Stroke Order
lǎo
Radical: 口 9 strokes
Meaning: a noise
词组 · Compounds

📚 Character Story & Explanation

咾 (lǎo)

The earliest trace of 咾 appears not in oracle bone script — where it’s absent — but as a late variant form in Song dynasty lexicographic manuscripts. Its structure is transparently analytical: 口 (kǒu, ‘mouth’) on the left, and 老 (lǎo, ‘old’) on the right — but crucially, 老 here is *not* semantic. In ancient phonetic loan usage, 老 was borrowed solely for its sound (lǎo) to indicate the vocalized noise, while 口 anchors it to oral/aural production. Visually, the nine strokes evolved from simplified clerical script: the top three strokes of 老 (耂) became two horizontal lines plus a dot, and the lower ‘x’ shape (匕) condensed into a compact hook — giving the modern form its slightly top-heavy, grumbling silhouette.

This character never appeared in pre-Qin texts or the Shuōwén Jiězì. It emerged during the Northern Song (960–1127) as lexicographers needed a way to notate non-standard, low-register phonemes that didn’t fit existing characters. The choice of 老 wasn’t random: its deep, resonant tone (third tone) and open-mouthed articulation matched the intended sound quality — a guttural, sustained vibration, like wind through stone crevices. By the Ming dynasty, it was already relegated to marginalia, surviving only because scholars valued phonetic precision over usage frequency. Its visual form — mouth + ‘old’ — thus became a silent pun: not ‘old mouth’, but ‘mouth making the *lǎo* sound’.
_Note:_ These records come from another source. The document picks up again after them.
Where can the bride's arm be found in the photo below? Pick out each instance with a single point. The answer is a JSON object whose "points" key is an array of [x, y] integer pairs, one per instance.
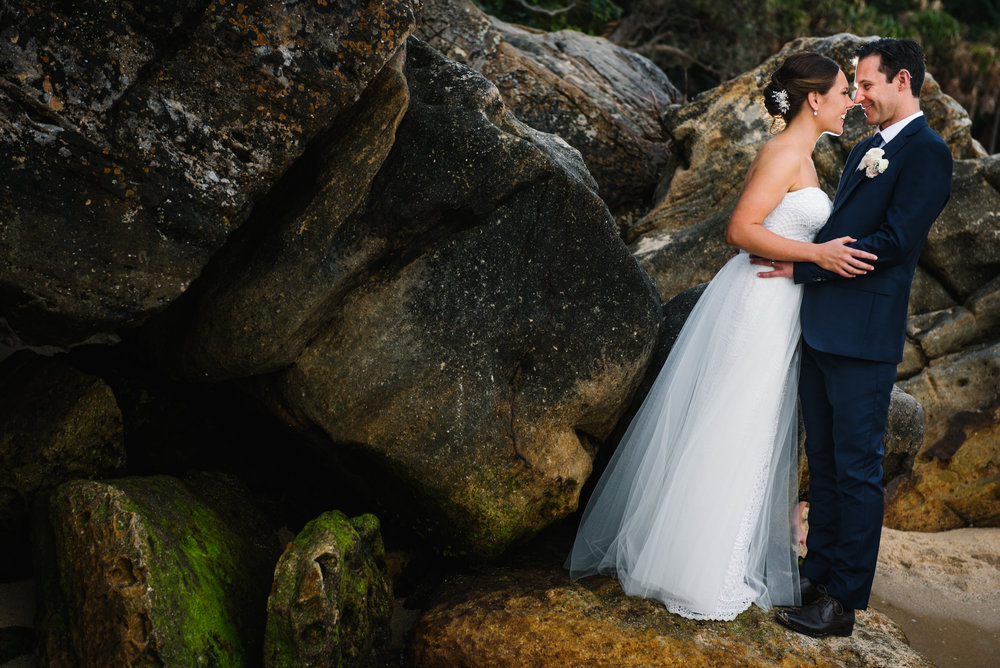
{"points": [[772, 175]]}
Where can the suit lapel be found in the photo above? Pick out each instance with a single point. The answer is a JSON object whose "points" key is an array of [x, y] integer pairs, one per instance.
{"points": [[853, 177], [856, 176]]}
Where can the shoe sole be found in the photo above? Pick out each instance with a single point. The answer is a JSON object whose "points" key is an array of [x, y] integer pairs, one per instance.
{"points": [[840, 633]]}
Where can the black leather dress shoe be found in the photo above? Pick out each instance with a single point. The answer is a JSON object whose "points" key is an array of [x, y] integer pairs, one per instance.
{"points": [[823, 617], [809, 589]]}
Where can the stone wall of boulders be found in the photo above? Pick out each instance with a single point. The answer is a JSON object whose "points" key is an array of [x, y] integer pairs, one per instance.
{"points": [[364, 255]]}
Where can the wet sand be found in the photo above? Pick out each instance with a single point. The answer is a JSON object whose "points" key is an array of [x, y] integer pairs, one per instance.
{"points": [[943, 589]]}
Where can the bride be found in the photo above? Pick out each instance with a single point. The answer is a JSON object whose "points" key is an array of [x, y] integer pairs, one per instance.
{"points": [[695, 506]]}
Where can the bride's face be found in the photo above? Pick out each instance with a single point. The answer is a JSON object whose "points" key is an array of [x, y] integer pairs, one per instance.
{"points": [[833, 106]]}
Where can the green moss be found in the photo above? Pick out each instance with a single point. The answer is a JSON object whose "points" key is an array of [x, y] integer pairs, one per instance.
{"points": [[350, 619], [206, 580]]}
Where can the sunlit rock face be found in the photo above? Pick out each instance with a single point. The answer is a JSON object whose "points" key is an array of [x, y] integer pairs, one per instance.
{"points": [[447, 306], [604, 100]]}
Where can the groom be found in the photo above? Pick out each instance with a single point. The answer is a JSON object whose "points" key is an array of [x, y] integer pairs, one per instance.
{"points": [[853, 331]]}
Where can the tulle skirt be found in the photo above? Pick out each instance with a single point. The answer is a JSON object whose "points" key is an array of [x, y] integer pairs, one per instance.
{"points": [[695, 508]]}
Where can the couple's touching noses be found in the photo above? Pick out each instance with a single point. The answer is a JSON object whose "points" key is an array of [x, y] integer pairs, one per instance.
{"points": [[697, 507]]}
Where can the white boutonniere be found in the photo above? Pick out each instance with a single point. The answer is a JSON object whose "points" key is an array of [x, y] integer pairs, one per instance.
{"points": [[873, 163]]}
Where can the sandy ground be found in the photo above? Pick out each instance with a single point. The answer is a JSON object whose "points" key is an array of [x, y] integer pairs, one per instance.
{"points": [[943, 589]]}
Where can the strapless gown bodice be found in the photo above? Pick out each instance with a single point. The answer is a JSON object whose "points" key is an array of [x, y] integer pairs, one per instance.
{"points": [[694, 508]]}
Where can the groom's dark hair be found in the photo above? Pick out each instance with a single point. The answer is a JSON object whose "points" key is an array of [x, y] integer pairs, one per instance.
{"points": [[897, 54]]}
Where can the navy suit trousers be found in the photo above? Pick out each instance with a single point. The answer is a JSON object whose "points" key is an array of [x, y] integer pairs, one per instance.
{"points": [[845, 406]]}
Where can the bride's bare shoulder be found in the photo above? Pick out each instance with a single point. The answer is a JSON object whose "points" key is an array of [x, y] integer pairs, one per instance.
{"points": [[776, 156]]}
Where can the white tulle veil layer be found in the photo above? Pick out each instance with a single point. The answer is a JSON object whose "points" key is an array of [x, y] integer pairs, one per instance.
{"points": [[695, 507]]}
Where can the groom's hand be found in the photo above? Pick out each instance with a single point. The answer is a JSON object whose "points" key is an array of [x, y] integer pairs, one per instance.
{"points": [[777, 268]]}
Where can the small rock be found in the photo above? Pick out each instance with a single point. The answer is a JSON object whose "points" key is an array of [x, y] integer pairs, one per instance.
{"points": [[331, 601]]}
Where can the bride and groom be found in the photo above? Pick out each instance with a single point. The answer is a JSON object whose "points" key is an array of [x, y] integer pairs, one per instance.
{"points": [[697, 507]]}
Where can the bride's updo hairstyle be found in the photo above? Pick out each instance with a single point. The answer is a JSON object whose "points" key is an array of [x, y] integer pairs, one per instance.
{"points": [[799, 75]]}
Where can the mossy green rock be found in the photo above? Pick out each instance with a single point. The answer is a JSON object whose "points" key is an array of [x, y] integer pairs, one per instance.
{"points": [[331, 601], [151, 572], [56, 424]]}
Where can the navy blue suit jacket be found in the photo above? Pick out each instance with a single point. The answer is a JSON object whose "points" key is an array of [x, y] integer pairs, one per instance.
{"points": [[890, 216]]}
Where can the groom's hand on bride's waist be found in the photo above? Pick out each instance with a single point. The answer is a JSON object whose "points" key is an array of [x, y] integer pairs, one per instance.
{"points": [[776, 268]]}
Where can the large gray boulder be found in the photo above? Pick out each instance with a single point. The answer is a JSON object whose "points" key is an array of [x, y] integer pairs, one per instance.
{"points": [[56, 424], [126, 168], [452, 311], [538, 616], [604, 100]]}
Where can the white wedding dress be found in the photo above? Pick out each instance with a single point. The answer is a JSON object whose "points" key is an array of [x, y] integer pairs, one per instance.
{"points": [[695, 507]]}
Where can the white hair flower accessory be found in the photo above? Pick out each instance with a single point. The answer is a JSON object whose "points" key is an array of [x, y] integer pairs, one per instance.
{"points": [[781, 97], [873, 163]]}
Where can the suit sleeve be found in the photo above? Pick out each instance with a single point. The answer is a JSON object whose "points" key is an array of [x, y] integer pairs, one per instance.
{"points": [[909, 216]]}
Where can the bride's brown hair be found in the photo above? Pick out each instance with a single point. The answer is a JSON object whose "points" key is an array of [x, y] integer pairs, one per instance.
{"points": [[799, 75]]}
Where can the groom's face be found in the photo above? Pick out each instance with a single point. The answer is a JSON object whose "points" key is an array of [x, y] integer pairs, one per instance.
{"points": [[878, 98]]}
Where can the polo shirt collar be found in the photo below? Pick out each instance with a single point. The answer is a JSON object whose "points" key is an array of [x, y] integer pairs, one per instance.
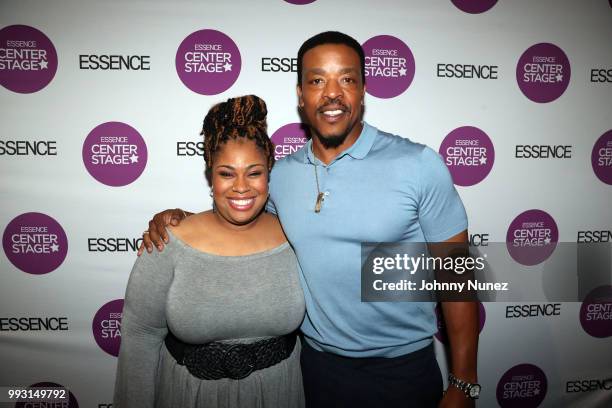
{"points": [[358, 150]]}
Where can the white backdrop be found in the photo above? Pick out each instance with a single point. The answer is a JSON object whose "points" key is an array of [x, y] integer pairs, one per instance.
{"points": [[165, 111]]}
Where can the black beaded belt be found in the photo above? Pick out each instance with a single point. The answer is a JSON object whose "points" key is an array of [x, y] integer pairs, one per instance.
{"points": [[215, 360]]}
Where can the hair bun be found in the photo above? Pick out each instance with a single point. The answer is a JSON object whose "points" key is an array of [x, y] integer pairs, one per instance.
{"points": [[243, 111]]}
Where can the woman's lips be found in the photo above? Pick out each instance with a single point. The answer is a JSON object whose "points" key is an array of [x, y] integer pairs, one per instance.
{"points": [[241, 204]]}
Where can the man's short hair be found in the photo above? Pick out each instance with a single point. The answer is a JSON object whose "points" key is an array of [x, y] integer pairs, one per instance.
{"points": [[331, 37]]}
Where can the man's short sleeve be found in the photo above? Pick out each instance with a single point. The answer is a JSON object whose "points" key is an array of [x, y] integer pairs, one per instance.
{"points": [[441, 212]]}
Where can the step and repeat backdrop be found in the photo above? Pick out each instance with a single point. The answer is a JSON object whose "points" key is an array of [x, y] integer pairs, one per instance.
{"points": [[101, 108]]}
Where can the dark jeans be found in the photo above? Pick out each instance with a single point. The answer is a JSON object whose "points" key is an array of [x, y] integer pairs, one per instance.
{"points": [[409, 381]]}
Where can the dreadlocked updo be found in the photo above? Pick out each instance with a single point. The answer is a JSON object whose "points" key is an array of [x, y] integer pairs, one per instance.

Let’s get real: 咾 (lǎo) is a linguistic ghost — it’s in dictionaries, but you’ll almost never hear it spoken or see it written outside of specialized contexts like classical poetry annotations or dialectal phonetic glosses. It doesn’t mean ‘old’ (that’s 老, lǎo), nor does it carry emotional weight like many mouth-radical characters (e.g., 叫 jiào ‘to shout’, 喊 hǎn ‘to yell’). Instead, 咾 is purely onomatopoeic and archaic: it denotes a vague, low, rumbling noise — think the groan of a rusty hinge, the gurgle of thick liquid, or the indistinct murmur of distant crowd chatter. Its core feel is *textural*, not semantic: it’s about auditory texture, not meaning.

Grammatically, 咾 is nearly extinct as an independent word. You won’t find it in modern verbs, adjectives, or compounds used in daily speech. It appears only as a standalone interjection in rare literary or dialectal descriptions — and even then, always with tone-marked pinyin (lǎo) to signal it’s not the homophone 老. Learners often misread it as 老 due to identical pronunciation and similar stroke count (9 vs. 6), leading to hilarious mistranslations like ‘the old sound’ instead of ‘a low, guttural noise’. It’s never used predicatively (‘It is 咾’) or transitively — it simply *is* the noise, frozen in script.

Culturally, 咾 survives as a fossilized echo in philological footnotes — scholars use it when transcribing obscure regional pronunciations or reconstructing Tang dynasty rhyme tables. Its rarity makes it a trap for overconfident beginners who assume all 9-stroke 口 characters are functional. Fun fact: no major Chinese corpus (including the 100-million-word BCC) contains a single verified instance of 咾 in post-1949 published text. It’s less a living word than a paleontological specimen — beautiful, precise, and utterly dormant.

💬 Example Sentences

Common Compounds

💡 Memory Tip

Imagine an OLD man (lǎo) leaning over a well, groaning 'LAAAAO' — his mouth (口) opens wide, and the sound rumbles up from deep in his chest, just like the 9 strokes of 咾 wobble downward like a heavy sigh.